Prep Time 20 minutes
Cook Time 15 minutes
Total Time 35 minutes
Servings 4 servings
Calories 230 kcal

Ingredients
  

  • 2 tbsp sesame oil
  • 3 cloves garlic minced
  • 1 tbsp ginger grated
  • 1 red bell pepper sliced
  • 1 yellow bell pepper sliced
  • 1 medium carrot julienned
  • 1 cup broccoli florets
  • 1 cup snap peas
  • ½ cup mushrooms sliced
  • ½ cup baby corn
  • 3 tbsp low-sodium soy sauce
  • 1 tbsp rice vinegar
  • 1 tbsp maple syrup
  • 1 tbsp cornstarch mixed with 2 tbsp water
  • 2 tbsp toasted sesame seeds
  • 1 tsp chili flakes optional
  • 2 green onions chopped

Instructions
 

  • Heat wok on medium-high.
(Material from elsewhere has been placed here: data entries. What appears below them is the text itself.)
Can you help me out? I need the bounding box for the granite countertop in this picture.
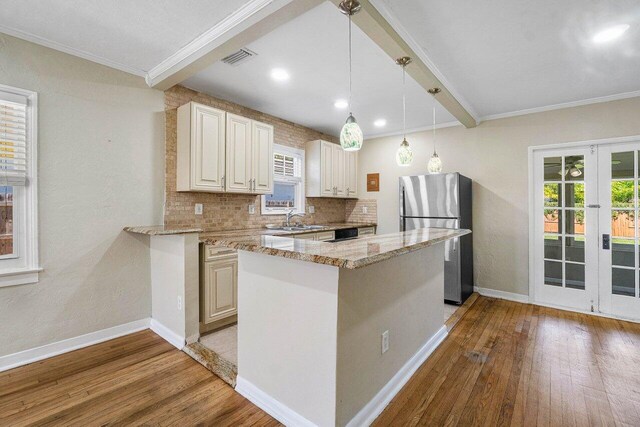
[124,222,376,237]
[200,222,376,242]
[201,228,471,269]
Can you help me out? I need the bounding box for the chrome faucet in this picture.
[285,209,304,227]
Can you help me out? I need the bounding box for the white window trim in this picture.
[260,144,306,215]
[0,84,42,288]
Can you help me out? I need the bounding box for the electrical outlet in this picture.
[382,331,389,354]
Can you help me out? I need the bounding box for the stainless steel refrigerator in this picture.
[400,173,473,304]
Add sesame oil, garlic, and ginger. Stir until fragrant—don’t burn it unless bitterness is your hobby.
  • Toss in bell peppers, carrot, broccoli, snap peas, mushrooms, and baby corn. Stir fry for 5 minutes until vegetables brighten.
  • In a bowl, whisk soy sauce, rice vinegar, maple syrup, and cornstarch slurry. Pour into wok, stir until sauce thickens.
  • Sprinkle toasted sesame seeds and optional chili flakes. Stir fry 3 more minutes, coating everything evenly.
  • Garnish with green onions. Serve hot with noodles or rice.

Notes

Nutritional Values (per serving)

  • Calories: 230
  • Total Fat: 10g
  • Saturated Fat: 2g
  • Carbohydrates: 28g
  • Fiber: 6g
  • Protein: 8g

Vitamins and Minerals (per serving)

  • Vitamin A: 48%
  • Vitamin C: 85%
  • Iron: 14%
  • Calcium: 13%
  • Potassium: 12%

Notes and Tips

  • Toast sesame seeds beforehand for maximum nutty flavor.
  • Cut vegetables evenly for fast and pretty results.
  • Swap soy sauce with tamari for gluten-free.
  • Add tofu for extra protein power.
  • Serve with brown rice for a hearty, balanced meal.